The Sixth Amendment right to effective assistance of counsel "extends to all critical stages of the criminal process, ' including capital sentencing." Correll , 539 F.3d at 942 (citations omitted). Indeed, it has been recognized that "[i]t is imperative that all relevant mitigating information be unearthed for consideration at the capital sentencing phase.'" Stanley v. Schriro , 598 F.3d 612, 624 (9th Cir. 2010) (quoting Caro v. Calderon , 165 F.3d 1223, 1227 (9th Cir. 1998)). See also Brown v. Ornoski , 503 F.3d 1006, 1013 (9th Cir. 2007) ("In numerous cases, this court and the Supreme Court have explained and reiterated this high standard for investigation in capital cases.") (and cases cited therein). As explained by the Ninth Circuit, counsel in a capital case has an affirmative duty to unearth all relevant mitigating information because

[t]he determination of whether to impose a death sentence is not an ordinary legal determination which turns on the establishment of hard facts. The statutory factors give the jury broad latitude to consider amorphous human factors, to weigh the worth of one's life against his culpability.

Wallace v. Stewart , 184 F.3d 1112, 1117 (9th Cir. 1999). Therefore, specifically in the capital case context, the Ninth Circuit has held that "[t]o perform effectively... counsel must conduct sufficient investigation and engage in sufficient preparation to be able to present[ ] and explain[ ]' the significance of all the available [mitigating] evidence.'" Allen v. Woodford , 395 F.3d 979, 1000 (9th Cir.) (citing Mayfield v.

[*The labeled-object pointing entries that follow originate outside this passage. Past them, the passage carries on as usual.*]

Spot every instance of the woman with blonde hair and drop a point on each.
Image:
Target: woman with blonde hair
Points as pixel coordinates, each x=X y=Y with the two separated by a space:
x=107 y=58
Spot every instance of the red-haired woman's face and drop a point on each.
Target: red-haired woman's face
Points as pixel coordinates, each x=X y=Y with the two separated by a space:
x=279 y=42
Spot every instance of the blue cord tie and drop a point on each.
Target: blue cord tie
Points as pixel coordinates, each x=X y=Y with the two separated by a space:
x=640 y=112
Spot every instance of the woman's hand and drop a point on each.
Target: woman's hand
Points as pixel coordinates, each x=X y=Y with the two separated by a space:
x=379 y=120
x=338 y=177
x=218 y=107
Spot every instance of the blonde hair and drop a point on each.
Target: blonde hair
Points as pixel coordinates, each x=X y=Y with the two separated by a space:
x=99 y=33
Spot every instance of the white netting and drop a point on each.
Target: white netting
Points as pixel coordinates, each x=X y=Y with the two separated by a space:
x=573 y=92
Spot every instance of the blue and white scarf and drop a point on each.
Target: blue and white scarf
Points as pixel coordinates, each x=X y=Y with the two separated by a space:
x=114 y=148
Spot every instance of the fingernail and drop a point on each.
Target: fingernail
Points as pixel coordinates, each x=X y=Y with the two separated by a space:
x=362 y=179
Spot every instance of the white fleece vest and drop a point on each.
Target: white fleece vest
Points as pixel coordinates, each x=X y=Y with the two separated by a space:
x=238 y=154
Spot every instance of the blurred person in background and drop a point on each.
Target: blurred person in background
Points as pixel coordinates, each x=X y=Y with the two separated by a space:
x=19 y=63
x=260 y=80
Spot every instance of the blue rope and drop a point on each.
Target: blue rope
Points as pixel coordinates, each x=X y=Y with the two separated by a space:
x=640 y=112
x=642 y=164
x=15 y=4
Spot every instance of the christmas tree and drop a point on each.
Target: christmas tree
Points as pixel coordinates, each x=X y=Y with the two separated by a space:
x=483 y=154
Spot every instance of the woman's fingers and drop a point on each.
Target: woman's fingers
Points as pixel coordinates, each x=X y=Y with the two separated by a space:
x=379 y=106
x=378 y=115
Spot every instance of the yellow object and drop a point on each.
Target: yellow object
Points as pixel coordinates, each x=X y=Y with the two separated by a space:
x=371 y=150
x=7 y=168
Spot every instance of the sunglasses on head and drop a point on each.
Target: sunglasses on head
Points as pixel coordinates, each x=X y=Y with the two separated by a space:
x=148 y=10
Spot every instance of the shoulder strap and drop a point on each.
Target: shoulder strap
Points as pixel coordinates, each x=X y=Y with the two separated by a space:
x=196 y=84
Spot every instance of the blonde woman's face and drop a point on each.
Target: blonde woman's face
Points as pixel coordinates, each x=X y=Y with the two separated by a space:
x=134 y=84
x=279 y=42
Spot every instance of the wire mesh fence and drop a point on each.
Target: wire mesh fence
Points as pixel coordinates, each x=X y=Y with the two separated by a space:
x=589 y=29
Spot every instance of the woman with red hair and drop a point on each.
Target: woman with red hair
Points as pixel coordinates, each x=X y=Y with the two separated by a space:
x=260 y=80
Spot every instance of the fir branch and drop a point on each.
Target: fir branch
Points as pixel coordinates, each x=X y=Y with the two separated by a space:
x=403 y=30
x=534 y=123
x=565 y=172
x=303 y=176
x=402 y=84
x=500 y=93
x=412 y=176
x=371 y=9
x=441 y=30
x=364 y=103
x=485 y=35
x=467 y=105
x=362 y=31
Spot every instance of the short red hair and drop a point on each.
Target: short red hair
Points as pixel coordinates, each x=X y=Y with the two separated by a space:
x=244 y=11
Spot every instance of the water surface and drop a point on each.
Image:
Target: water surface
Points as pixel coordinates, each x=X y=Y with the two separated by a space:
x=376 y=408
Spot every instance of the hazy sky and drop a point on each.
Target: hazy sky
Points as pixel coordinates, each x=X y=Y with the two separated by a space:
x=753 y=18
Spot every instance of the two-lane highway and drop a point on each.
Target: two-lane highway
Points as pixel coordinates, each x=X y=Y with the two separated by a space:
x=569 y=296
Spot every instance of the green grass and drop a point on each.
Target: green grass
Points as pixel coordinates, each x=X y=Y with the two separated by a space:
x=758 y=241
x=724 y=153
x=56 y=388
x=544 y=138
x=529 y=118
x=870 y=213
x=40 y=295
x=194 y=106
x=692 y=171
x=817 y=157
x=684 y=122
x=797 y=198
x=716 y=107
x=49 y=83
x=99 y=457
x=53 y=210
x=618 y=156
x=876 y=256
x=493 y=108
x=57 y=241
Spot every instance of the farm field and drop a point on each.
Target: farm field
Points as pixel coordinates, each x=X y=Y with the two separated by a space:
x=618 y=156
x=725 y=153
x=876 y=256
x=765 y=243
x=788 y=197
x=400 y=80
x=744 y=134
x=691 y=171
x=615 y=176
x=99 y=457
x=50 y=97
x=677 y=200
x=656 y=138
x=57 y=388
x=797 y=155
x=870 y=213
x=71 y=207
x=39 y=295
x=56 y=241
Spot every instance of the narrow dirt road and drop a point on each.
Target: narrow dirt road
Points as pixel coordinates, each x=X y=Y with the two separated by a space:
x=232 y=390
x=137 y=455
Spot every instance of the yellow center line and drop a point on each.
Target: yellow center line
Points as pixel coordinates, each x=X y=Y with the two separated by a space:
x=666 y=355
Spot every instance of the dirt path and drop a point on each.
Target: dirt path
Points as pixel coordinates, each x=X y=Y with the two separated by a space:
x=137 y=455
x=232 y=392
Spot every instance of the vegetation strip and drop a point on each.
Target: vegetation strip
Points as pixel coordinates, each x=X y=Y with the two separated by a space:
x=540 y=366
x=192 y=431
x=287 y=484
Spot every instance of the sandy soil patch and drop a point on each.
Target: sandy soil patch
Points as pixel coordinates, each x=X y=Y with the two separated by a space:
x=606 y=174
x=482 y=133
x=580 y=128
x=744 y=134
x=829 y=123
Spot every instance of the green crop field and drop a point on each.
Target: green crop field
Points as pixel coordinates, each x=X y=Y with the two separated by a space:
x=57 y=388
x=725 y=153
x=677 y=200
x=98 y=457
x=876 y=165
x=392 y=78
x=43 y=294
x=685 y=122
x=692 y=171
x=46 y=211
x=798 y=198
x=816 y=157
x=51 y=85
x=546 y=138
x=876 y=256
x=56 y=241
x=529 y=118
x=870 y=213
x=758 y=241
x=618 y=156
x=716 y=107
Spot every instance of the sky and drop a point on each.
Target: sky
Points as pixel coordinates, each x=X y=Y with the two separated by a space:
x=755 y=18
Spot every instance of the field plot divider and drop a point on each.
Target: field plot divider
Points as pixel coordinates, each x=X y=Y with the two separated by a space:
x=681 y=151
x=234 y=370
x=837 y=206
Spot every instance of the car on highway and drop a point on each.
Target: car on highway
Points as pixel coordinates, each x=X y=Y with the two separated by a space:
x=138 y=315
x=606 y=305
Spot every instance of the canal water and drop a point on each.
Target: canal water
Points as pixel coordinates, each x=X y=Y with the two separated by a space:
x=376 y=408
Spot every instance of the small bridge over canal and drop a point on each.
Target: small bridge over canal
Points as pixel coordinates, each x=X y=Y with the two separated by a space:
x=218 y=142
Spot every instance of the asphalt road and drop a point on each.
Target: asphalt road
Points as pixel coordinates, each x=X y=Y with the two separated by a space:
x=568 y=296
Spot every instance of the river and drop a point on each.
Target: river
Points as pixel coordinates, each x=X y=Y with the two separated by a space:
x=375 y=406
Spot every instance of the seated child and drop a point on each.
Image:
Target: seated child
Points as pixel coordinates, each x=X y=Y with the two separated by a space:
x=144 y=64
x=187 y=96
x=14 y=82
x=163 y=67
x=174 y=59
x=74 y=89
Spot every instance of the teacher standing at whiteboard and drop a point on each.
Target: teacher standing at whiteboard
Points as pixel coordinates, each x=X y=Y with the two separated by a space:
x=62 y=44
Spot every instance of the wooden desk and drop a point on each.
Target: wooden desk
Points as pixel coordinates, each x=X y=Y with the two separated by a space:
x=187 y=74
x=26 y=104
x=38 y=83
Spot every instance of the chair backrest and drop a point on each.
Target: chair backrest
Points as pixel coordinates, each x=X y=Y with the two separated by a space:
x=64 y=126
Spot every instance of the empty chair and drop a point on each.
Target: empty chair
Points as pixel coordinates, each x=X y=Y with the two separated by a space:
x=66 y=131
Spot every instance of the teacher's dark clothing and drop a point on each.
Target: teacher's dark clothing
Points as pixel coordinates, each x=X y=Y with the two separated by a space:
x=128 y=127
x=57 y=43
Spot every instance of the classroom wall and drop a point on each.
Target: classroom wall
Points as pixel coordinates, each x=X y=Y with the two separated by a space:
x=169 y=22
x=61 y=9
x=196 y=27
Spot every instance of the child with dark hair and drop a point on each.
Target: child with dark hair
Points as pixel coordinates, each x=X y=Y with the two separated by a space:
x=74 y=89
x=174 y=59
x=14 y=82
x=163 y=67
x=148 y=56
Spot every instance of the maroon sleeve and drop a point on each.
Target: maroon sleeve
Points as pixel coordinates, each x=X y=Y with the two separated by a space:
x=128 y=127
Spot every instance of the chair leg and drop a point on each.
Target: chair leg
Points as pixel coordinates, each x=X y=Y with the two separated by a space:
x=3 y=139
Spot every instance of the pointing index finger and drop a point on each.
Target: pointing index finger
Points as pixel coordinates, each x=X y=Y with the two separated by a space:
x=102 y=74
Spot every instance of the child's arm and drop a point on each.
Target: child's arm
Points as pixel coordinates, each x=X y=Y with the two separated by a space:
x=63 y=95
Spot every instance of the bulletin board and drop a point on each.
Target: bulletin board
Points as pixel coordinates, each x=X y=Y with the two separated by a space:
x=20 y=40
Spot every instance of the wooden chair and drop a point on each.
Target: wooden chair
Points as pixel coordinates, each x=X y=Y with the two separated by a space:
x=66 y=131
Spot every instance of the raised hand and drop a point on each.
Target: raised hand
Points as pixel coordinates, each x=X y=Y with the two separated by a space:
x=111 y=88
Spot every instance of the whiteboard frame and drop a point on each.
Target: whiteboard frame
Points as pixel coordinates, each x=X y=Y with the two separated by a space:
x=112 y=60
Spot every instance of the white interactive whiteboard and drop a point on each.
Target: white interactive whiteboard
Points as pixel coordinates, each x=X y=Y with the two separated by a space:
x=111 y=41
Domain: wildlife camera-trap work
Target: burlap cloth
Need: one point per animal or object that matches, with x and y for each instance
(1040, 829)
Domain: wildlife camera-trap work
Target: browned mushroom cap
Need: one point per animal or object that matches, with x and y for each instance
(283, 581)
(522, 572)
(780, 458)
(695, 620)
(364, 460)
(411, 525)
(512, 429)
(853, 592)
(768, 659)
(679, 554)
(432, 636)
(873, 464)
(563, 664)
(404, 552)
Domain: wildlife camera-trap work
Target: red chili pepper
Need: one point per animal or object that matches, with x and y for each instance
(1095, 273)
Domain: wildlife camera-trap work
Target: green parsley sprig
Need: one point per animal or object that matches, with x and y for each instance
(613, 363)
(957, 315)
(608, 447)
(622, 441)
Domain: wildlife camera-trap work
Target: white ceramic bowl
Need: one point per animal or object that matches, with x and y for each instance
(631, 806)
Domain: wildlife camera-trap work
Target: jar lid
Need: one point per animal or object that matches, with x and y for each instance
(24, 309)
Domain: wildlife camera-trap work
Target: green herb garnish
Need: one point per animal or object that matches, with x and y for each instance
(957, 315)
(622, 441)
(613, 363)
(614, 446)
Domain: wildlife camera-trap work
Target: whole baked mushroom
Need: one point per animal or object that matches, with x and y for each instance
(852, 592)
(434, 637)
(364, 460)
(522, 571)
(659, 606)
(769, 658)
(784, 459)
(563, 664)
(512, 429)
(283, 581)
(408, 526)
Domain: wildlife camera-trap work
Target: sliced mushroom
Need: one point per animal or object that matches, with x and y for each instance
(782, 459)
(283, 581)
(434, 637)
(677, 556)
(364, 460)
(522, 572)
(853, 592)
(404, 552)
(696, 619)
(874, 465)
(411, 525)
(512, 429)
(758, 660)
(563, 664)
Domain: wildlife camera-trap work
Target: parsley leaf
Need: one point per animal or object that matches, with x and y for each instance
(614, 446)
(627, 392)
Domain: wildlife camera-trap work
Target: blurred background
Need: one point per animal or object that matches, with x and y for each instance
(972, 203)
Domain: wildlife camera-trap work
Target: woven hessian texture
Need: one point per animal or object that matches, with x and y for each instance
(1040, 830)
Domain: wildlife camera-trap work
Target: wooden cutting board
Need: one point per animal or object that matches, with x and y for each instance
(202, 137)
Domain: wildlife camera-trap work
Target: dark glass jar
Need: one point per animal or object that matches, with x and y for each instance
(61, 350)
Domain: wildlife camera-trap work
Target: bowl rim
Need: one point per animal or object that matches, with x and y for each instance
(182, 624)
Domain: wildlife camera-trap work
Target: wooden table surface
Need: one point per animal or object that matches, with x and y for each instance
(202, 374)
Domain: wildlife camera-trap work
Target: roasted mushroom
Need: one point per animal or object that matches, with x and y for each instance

Woodford , 270 F.3d 915, 927 (9th Cir. 2001) (en banc)). See also Wiggins , 539 U.S. at 524 (Defense counsel should attempt to discover " all reasonably available mitigating evidence and evidence to rebut any aggravating evidence that may be introduced by the prosecutor'") (quoting ABA Guidelines for the Appointment and Performance of Counsel in Death Penalty Cases ("ABA Guidelines") 11.4.1(c), p. 93 (1989)); Correll , 539 F.3d at 942 (discussing a capital defense attorney's duty to conduct a prompt investigation with respect to both the guilt and penalty phases as guided by the ABA standards); Summerlin , 427 F.3d at 630 (with respect to counsel's role in presenting penalty phase mitigating evidence, "[t]he duty to investigate is critically important"); Douglas v. Woodford , 316 F.3d 1079, 1088 (9th Cir. 2003).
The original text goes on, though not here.